Jabber is about more than Instant Messaging and chat. It is emerging as a
Instant Messaging (IM) software has mushroomed into one of the Internet’s latest “killer apps,” but most IM software is produced by companies like AOL, Microsoft, and Yahoo. Each of those companies would like us to use their IM client software to chat with users on their network — and only their network.
For a while, open source hackers worked to reverse engineer the proprietary protocols of the commercial IM world so they could build their own clients. However, a few IM fans chose not to engage in this perpetual catch-up game and began to work on their own IM system — one which could interoperate with other IM systems. The project became known as Jabber.
While Jabber is often contrasted with proprietary instant messenger services such as AOL’s ICQ and AIM or Microsoft’s MSN Messenger, it differs from those consumer-oriented services in several crucial respects.
For one, Jabber has captured the attention of system administrators and security-conscious individuals everywhere, because anyone can run their own Jabber server, determine who can have accounts on that server, and even control whether or not the server is connected to the Internet. Combined with SSL encryption of client-server connections and end-to-end encryption of messages using PGP or GnuPG, Jabber gives organizations and individuals full control over instant messaging – something that’s not possible when all your traffic goes through the central servers of a large corporation based in Redmond, Washington or Reston, Virginia.

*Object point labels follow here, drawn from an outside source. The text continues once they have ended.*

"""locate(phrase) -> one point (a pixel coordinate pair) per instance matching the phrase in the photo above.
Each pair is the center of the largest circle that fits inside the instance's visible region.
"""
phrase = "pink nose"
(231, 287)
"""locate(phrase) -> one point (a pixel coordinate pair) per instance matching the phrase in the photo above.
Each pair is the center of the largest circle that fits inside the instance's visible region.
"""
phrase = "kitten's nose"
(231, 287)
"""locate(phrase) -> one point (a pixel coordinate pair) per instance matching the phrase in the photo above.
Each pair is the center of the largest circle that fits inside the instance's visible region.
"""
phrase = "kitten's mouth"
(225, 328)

However, Jabber is about more than just Open Source IM. One of the reasons Jabber has begun to attract serious developer interest is that it can be used to send structured data between any two entities that can connect to the Net, whether those entities are people or applications. And because Jabber’s protocol is both open and fully based on XML, Jabber can be easily extended in ways that other IM systems can only dream about.

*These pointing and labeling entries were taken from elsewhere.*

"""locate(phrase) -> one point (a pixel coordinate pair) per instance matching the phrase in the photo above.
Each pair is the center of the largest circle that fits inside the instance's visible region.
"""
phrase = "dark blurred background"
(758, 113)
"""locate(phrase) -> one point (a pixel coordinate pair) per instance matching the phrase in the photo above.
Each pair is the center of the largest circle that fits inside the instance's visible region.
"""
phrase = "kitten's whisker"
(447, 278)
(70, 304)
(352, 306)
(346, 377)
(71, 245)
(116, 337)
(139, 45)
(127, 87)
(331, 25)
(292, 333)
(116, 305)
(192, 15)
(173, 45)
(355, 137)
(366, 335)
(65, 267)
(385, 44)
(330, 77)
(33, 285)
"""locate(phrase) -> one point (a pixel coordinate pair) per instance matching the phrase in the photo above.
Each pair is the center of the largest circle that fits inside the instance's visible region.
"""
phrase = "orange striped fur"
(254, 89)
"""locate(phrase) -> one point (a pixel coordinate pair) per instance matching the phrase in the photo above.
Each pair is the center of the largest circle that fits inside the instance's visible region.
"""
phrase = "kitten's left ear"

At a philosophical level, Jabber is quite the opposite of the closed source and closed networks of the proprietary IM systems. Just as Apache is committed to freedom of publication, Jabber is committed to freedom of conversation — the freedom of people and applications to communicate regardless of medium, network, platform, or device, and without being locked into anyone’s proprietary “extensions” to common Internet protocols.
XML in Jabber
Unfortunately there are no common standards for near-real-time messaging, nor does it look as if any will be developed within the next few years. While Apache has HTTP, there is no standard protocol to which Jabber can adhere. In the absence of such a standard, the Jabber team has developed a straightforward protocol for messaging and presence. (We’ll talk more about these in a moment.) What’s more, the team made that protocol openly available on the Internet, along with a reference Jabber server implementation (written in C and runnable on Linux and various other Unices) as well as Jabber clients for all major operating systems (including several Linux/Unix clients, such as the Perl/Tk client Jarl and the GNOME client Gabber).

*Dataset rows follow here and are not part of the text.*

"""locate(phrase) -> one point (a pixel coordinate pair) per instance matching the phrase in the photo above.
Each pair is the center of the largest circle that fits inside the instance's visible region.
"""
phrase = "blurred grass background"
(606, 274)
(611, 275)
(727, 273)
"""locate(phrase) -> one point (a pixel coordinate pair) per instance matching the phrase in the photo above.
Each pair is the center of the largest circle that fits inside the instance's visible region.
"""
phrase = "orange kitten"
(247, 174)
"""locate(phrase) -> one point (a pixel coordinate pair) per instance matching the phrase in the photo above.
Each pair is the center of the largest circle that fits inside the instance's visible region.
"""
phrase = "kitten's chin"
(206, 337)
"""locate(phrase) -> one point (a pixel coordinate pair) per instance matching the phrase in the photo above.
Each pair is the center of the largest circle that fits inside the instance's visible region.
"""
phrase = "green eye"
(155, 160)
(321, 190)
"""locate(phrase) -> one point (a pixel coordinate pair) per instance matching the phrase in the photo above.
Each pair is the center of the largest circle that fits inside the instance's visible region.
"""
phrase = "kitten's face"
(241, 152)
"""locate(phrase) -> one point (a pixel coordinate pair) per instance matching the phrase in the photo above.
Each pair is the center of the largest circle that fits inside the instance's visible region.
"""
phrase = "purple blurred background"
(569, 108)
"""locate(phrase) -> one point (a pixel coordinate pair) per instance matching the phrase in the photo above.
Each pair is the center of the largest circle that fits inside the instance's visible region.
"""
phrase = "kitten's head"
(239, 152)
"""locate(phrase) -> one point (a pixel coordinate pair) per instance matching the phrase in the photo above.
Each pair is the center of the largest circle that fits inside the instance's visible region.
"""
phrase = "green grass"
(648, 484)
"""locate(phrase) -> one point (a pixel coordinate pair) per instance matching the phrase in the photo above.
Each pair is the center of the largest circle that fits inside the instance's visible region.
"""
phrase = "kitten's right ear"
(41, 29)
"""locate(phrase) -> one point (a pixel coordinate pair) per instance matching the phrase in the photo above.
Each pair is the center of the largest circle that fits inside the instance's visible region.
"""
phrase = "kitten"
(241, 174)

The protocol developed by the Jabber community is, as mentioned, 100 percent XML. Those new to Jabber often wonder why the team chose such a “heavy” format for its protocol. But the fact that XML (suitably documented, of course) is human-readable and openly-understandable means that XML is fully in line with Jabber’s mission of free and open communication. And the base Jabber protocol is quite simple, since it consists of three basic elements: <message/> for sending messages, <presence/> for knowing when people and applications are online, and <iq/> (info/query) for searching, registering, authenticating, and the like.
Furthermore, the base Jabber protocol is highly extensible through the addition of XML namespaces, which means that if you want to enable people or applications to communicate in a particular way or about a specialized domain such as customer service or remote instrument monitoring, you’re free to do so. (If you’re not familiar with XML namespaces, check out our Introduction to XML article located on the Web at http://www.linux-mag.com/2001-07/xml_basics_01.html.)
There are two key concepts that make the near-real-time exchange of XML-based messages a reality within Jabber. One is presence — the ability to know when another user or application is online and ready to engage in conversation. Obviously you don’t want just anyone to know when you’re online, so in Jabber you have full control over that knowledge; in order for someone to know when you are online, you must explicitly allow them to subscribe to your presence, which you can choose to revoke at any time. However, once you and a friend can know when each other is online, you will be able to engage in nearly instantaneous communication over the net.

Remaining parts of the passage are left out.